For now, the focus is on growth in Lebanon, where Khoury Home commands the largest share, 14 percent, of the country’s household appliances and consumer electronics market. The ultimate goal of EuroMena is to divest its stake – ideally by 2018 – and repay its investors two- to three-fold.
Was it in Mathieu’s mandate to become CEO of Khoury Home? After all, EuroMena is not a buy-out fund, but as fund manager, Mathieu has the authority to own the company and take control if need be to prevent an investment from being a flop and dragging down the entire EuroMena fund. Eventually, Mathieu will have to move on as well. As the manager of two funds totaling $170 million and soon a third fund which he is raising up to $200 million for by the end of the year, Mathieu has other priorities to return to. “My objective at Khoury Home is to empower the managers,” he says. With the leadership of Chalhoub, the services of Falque Pierrotin and a solid board of directors, Mathieu’s main role now is to oversee the implementation of the reorganization plan.

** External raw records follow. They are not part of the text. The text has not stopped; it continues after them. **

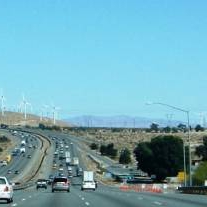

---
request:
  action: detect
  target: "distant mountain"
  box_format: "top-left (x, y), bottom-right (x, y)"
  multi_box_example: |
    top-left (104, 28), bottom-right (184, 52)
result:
top-left (64, 115), bottom-right (181, 128)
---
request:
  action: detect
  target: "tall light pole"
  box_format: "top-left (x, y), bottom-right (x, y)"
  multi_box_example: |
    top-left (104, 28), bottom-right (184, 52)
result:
top-left (147, 102), bottom-right (192, 186)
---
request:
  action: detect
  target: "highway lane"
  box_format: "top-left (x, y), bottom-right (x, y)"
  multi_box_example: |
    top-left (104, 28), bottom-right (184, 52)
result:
top-left (0, 133), bottom-right (41, 181)
top-left (5, 130), bottom-right (207, 207)
top-left (0, 186), bottom-right (207, 207)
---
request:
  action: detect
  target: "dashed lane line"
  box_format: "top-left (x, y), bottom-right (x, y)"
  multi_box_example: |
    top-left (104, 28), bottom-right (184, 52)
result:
top-left (153, 201), bottom-right (162, 206)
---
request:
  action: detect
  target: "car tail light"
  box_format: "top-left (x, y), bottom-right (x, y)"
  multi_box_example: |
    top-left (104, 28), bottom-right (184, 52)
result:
top-left (4, 186), bottom-right (9, 192)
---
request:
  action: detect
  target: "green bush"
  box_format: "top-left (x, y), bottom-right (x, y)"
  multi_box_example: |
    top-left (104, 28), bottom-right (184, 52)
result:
top-left (193, 162), bottom-right (207, 185)
top-left (0, 136), bottom-right (10, 142)
top-left (90, 143), bottom-right (98, 150)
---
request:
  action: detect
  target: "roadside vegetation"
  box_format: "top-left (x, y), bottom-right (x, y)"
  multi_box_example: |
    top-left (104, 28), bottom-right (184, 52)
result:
top-left (193, 135), bottom-right (207, 185)
top-left (134, 135), bottom-right (183, 181)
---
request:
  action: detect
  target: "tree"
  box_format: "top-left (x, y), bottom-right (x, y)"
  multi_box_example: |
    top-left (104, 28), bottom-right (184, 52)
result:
top-left (163, 126), bottom-right (171, 133)
top-left (178, 123), bottom-right (187, 132)
top-left (100, 143), bottom-right (117, 158)
top-left (195, 124), bottom-right (204, 132)
top-left (134, 135), bottom-right (183, 181)
top-left (193, 162), bottom-right (207, 186)
top-left (195, 136), bottom-right (207, 161)
top-left (90, 142), bottom-right (98, 150)
top-left (119, 148), bottom-right (131, 164)
top-left (39, 123), bottom-right (45, 130)
top-left (150, 123), bottom-right (159, 132)
top-left (100, 145), bottom-right (106, 155)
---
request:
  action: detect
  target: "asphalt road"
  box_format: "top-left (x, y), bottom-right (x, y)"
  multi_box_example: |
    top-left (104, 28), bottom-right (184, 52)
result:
top-left (0, 129), bottom-right (207, 207)
top-left (0, 131), bottom-right (41, 180)
top-left (0, 186), bottom-right (207, 207)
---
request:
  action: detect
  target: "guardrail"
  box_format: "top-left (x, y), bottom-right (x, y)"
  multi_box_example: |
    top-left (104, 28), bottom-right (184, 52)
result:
top-left (8, 129), bottom-right (51, 190)
top-left (178, 186), bottom-right (207, 195)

For EuroMena and Mathieu, due diligence will never be the same after their investment in Khoury Home. For future investments in companies that have just completed an acquisition, due diligence will be conducted on both companies as if they are being bought individually. EuroMena will also scrutinize managements’ abilities to reign over newly formed companies, prior to completing the investment.
But at the end of the day, EuroMena’s investors’ rights were protected. Through a solid shareholder agreement with clauses mitigating risk, EuroMena was able to turn the situation around and take over control. Had it not been for such a rigorous contract, the investors might have lost some of their capital and Khoury Home might have not been saved.
For a prominent, family-run business to hand the keys over to a private equity fund is quite an unusual development in this region. Tony Khoury was right to bring in new blood to save Khoury Home. Partnering with strategic and professional investors propels family-owned businesses to implement solid corporate governance standards — from internal controls to a succession plan — and ensure their continuous growth and success. After all, some of the largest companies today, such as the United States’ Wal-Mart, Korea’s Samsung and India’s Tata Group, are family run businesses.
Tony Khoury may not have a degree, but he is a very bright man, who has established one of Lebanon’s most successful companies, one he continued to toil over even while battling cancer. While he and his brothers might have grown too ambitious and failed to adapt to changing economic circumstances, they were sharp enough to let go in order to save the company and its employees — not an easy decision to make. He again makes the comparison to the woman who, under King Solomon, gave up her son to another woman, rather than see him split in half.
“We are the mother of the boy,” he says.